In nielsen and chuang's QCQI book, there is a theorem called Unitary freedom in the ensemble for density matrices, which states that the sets $|\psi_i\rangle$ and $|\phi_i\rangle$ generate the same density matrix iff $$ |\psi_i\rangle=\sum_iu_{ij}|\phi_j\rangle. $$ And I also found something interesting with respect to the reduced density matrix, which I stated as a theorem while I only prove a part of it and leave another part of it as the problem of the pose:

Theorem $Tr_B|\Psi\rangle_{AB}\langle\Psi|=Tr_B|\Phi\rangle_{AB}\langle\Phi|$ iff $|\Psi\rangle_{AB}=I\otimes U|\Phi\rangle$.

It's easy to see if $|\Psi\rangle_{AB}=I\otimes U|\Phi\rangle$, then the first part of the theorem is right, while I don't know how to prove the reverse of the theorem is true. (P.S. The theorem is inspired by the unitary freedom in the ensemble of density matrices, so it might not be true.)

Answer 1

Consider the state $|\Psi\rangle$. This has a Schmidt decomposition $$ |\Psi\rangle=U_A\otimes U_B\sum_i\lambda_i|ii\rangle. $$ Its reduced density matrix is $$ \rho_A=U_A\left(\sum_i\lambda_i|i\rangle\langle i|\right)U_A^\dagger. $$

It must be that if $|\Phi\rangle$ has the same reduced density matrix, the density matrices have the same spectrum and hence $|\Phi\rangle$ has the same Schmidt coefficients.

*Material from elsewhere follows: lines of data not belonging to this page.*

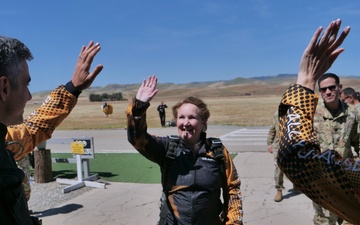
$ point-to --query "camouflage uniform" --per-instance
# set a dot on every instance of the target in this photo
(273, 139)
(339, 133)
(39, 127)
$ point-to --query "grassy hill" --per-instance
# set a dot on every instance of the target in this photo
(240, 101)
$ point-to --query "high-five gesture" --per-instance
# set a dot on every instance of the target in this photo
(147, 89)
(321, 53)
(83, 78)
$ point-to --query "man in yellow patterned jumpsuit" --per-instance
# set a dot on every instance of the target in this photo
(40, 124)
(273, 147)
(327, 178)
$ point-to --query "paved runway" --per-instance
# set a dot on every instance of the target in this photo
(127, 203)
(235, 139)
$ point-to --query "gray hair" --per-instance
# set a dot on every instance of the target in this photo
(12, 53)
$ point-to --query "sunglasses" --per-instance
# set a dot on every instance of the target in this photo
(331, 88)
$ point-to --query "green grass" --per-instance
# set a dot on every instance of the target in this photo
(114, 167)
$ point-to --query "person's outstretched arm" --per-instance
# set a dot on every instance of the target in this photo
(40, 124)
(326, 178)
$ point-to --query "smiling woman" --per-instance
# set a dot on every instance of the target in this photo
(190, 154)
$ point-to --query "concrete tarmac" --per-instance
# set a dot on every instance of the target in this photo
(128, 203)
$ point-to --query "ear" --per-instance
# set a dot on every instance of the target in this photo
(4, 88)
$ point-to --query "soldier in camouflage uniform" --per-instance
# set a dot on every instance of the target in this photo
(336, 127)
(273, 146)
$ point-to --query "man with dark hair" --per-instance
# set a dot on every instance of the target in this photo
(335, 124)
(328, 178)
(14, 93)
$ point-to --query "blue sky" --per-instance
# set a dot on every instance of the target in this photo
(180, 41)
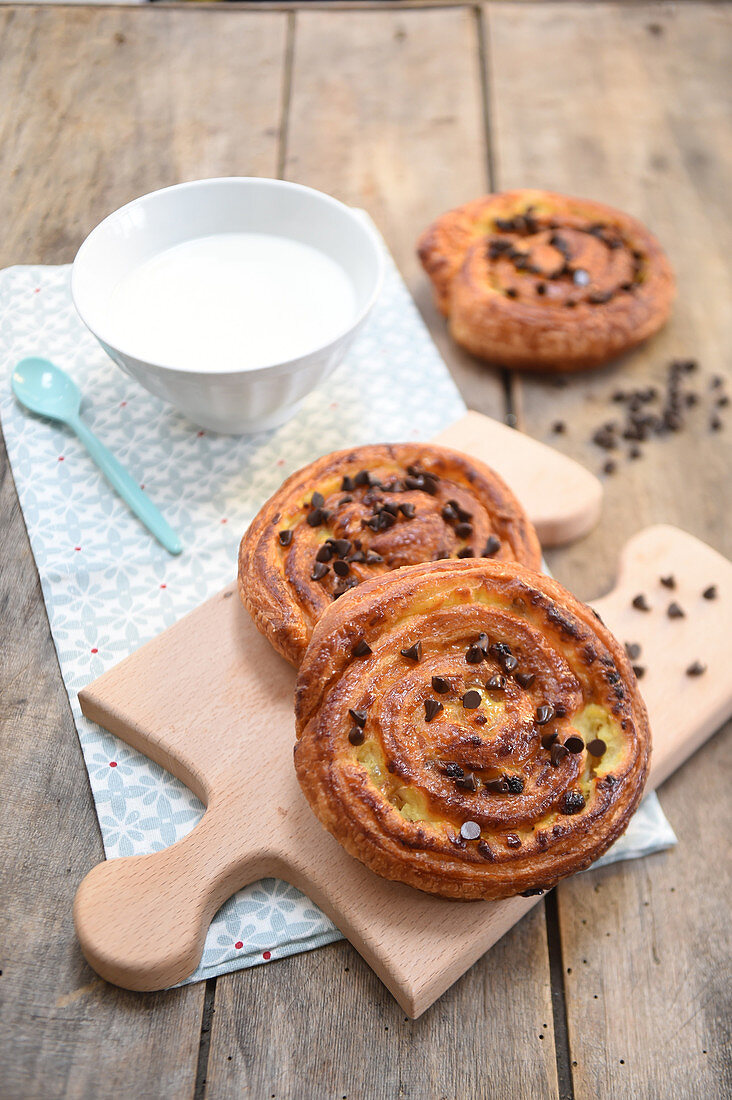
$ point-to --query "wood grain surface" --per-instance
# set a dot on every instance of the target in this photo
(627, 102)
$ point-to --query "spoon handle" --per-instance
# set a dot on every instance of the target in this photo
(127, 487)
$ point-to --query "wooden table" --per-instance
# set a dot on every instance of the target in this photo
(614, 986)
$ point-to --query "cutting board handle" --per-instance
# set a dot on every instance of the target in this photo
(142, 921)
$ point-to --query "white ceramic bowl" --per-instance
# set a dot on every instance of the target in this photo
(228, 400)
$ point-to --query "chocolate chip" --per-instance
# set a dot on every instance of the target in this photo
(470, 831)
(571, 802)
(495, 683)
(575, 744)
(558, 752)
(432, 708)
(476, 653)
(524, 679)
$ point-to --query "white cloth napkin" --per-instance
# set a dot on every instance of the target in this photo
(109, 586)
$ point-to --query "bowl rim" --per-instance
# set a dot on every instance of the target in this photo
(279, 365)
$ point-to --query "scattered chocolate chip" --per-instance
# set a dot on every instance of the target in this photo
(432, 708)
(571, 802)
(495, 683)
(524, 679)
(558, 752)
(575, 744)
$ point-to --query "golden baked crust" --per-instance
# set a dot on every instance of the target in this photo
(478, 799)
(545, 282)
(386, 503)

Hence, $$ |\Phi\rangle=V_A\otimes V_B\sum_i\lambda_i|ii\rangle. $$

To start with (for simplicity), let's take the case where all the $\lambda_i$ are unique. It is also clear that $U_A=V_A$ so, in this case, we have the required result with $U=U_BV_B^\dagger$.

If there are repeated $\lambda_i$, the situation is a little more fiddly. For all distinct $\lambda_i$, it must be that $U_A|i\rangle=V_A|i\rangle$. But it could be that the way you've happened to choose the $U_A$ and $V_A$ is different, relying on a unitary freedom within the degenerate subspaces. However, we only have to prove that there exists one choice of $V_A,V_B$ such that the theorem holds. To do this, note that, within this degenerate subspace, what we effectively have (up to normalisation) is a maximally entangled state $\lambda\sum_i|ii\rangle$. But we know that $$ U\otimes U^\star\sum_i|ii\rangle=\sum_i|ii\rangle. $$ Hence, if we decompose the choice $V_A=U_AV_2$, then we also have $$ |\Phi\rangle=U_A\otimes(V_B\cdot V_2^\star)\sum_i\lambda_i|ii\rangle, $$ and hence you have the required result with $U=U_B V_2^T V_B^\dagger$.